Tuesday, June 17, 2008
What’s the most popular book in your library? Have you read it? What did you think? How many users have it? What’s the most popular book you don’t have? How does a book’s popularity figure into your decisions about what to read.
I am also one of the many who owns "Harry Potter and the Sorcerer's Stone". I do not own "The DaVinci Code" I have read the entire Harry Potter series many of them several times and own every video that is out. I think the main thing that drew me to Harry Potter was the whole wizards thing. I love the idea of not limiting ourselves and I think that is what Harry Potter does best. I had heard many good things about this book but it was the fact that I was trying to get a young girl to start to read "something" so I picked up my first two copies. (One for me and one for her) I don't think she ever read it but I got hooked. If a person takes a trip around my library they will find mostly non-fiction so popularity normally does not hold much sway for me. I am however starting to step back into the wonderful world of fiction and am wondering why I ever left. (I think it is because I get so lost in books I needed to come up and breath with non-fiction for a while) So in short I read what I like even if the world agrees with me.
Saturday, June 14, 2008
Set in Papau New Guinea and also Boston the author starts the book mostly working two different time lines and places at once. I sometimes find this style to be annoying because I feel pulled away from one place before I have finished can be distracting.
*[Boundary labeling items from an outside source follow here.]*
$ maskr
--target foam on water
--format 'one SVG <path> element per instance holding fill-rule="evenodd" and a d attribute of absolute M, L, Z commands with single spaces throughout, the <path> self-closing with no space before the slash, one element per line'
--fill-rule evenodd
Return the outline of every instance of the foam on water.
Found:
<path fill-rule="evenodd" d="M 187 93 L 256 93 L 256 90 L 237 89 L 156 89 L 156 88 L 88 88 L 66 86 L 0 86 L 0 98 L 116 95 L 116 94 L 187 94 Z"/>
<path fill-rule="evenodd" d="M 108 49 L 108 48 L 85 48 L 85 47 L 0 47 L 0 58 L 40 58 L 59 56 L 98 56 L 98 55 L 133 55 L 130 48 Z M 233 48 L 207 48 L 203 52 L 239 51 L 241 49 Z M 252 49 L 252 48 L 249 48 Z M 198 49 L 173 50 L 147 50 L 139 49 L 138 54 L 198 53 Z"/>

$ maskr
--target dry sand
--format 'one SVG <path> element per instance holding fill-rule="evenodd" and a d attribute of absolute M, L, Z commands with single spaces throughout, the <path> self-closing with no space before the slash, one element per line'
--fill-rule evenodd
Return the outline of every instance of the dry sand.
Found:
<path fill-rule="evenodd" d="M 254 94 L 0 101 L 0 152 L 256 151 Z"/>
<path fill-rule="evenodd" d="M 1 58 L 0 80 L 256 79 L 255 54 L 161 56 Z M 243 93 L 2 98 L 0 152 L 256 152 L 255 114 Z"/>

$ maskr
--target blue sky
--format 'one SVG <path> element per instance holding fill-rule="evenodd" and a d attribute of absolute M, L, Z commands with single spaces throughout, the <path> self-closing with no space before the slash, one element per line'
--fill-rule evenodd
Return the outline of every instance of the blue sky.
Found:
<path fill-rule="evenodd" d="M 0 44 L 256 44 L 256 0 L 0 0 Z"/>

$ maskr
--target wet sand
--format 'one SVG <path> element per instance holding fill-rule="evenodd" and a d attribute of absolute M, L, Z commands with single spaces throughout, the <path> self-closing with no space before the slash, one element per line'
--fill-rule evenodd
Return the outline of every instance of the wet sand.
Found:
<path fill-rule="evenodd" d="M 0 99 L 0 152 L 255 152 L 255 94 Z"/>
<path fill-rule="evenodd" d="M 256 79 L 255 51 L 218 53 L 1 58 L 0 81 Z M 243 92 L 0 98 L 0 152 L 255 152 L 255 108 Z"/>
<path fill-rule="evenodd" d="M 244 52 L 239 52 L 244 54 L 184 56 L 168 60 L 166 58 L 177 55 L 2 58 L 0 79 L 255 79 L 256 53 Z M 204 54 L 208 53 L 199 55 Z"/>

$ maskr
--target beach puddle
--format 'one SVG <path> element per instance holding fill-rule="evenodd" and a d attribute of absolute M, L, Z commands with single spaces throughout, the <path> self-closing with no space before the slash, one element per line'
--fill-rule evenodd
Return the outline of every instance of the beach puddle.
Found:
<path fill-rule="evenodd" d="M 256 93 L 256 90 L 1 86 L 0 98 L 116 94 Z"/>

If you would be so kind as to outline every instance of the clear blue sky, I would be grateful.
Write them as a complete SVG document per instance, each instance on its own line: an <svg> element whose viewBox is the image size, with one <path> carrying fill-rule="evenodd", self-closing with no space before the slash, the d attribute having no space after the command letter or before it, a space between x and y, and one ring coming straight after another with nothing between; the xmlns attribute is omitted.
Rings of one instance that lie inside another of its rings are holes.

Kira Salak’s work, however, was very well done in this style. It allowed you to get to know the main character, Marika, in small snapshots just like you would a new friend. You were able to receive bits and pieces here and there slowly helping you to understand the main character better. I was immediately in love with Papau New Guinea and am appreciative of the opportunity to know more about it. I found all of the characters to be believable and I especially liked having the second voice of Pogo throughout much of the book. It gave the story a mirror for Marika and also a way to view the people of PNG.
If you enjoy fiction that takes you around the world and people learning to overcome their pain you will like this book. I recommend it.